PATHOLOGIC PHYSIOLOGY

The development of permanent injury to one or more valves of the heart may have been watched by the physician who cares for a patient with acute endocarditis, or it may have been noted early during the progress of arteriosclerosis or other conditions of hypertension. On the other hand, many instances of valvular lesions may be found during a life-insurance examination, or are discovered by the physician making a general physical examination for an indefinable general disturbance or for local symptoms. without the patient ever having known that he had a damaged heart. The previous history of such a patient will generally disclose the pathologic cause or the physical excuse.

As soon as a valve has become injured the heart muscle hypertrophies to force the blood through a narrowed orifice or to evacuate the blood coming into a compartment of the heart from two directions instead of one, as occurs in regurgitation or insufficiency of a valve. The heart muscle becomes hypertrophied, like any other muscle which is compelled to do extra work. Which part or parts of the heart will become most enlarged depends on the particular valvular lesion. In some instances this enlargement is enormous, increasing a heart which normally weighs from 10 to 12 ounces to a weight of 20 or even 25 ounces, and extreme weights of from 40 to 50 ounces and even more are recorded.

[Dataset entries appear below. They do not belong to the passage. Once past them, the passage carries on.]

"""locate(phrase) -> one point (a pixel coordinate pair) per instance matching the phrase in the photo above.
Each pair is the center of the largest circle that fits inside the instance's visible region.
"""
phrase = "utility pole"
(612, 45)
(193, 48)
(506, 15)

As long as the heart remains in this hypertrophied condition, which may be called normal hypertrophy since it is needed for the work which has to be done in overcoming the defect in the valve, there are no symptoms, the pulmonary and systemic circulation is sufficient, and the patient does not know that he is incapacitated. Sooner or later, however, the nutrition of the heart, especially in atheromatous conditions, becomes impaired, and the lack of a proper blood supply to the heart muscle causes myocardial disturbance, either a chronic myocarditis or fatty degeneration. If there is no atheromatous condition of the coronary arteries, and arterial disease is not a cause of the valvular lesion, compensation may be broken by some sudden extra strain put on the heart, either muscular or by some acute sickness or a necessary anesthetic and operation. From any of these causes the muscle again becomes impaired, and the heart, especially the part which is the weakest and has the most work to do relatively to its strength, becomes dilated, compensation is broken, and all of the various circulatory disturbances resulting from an insufficient heart strength develop.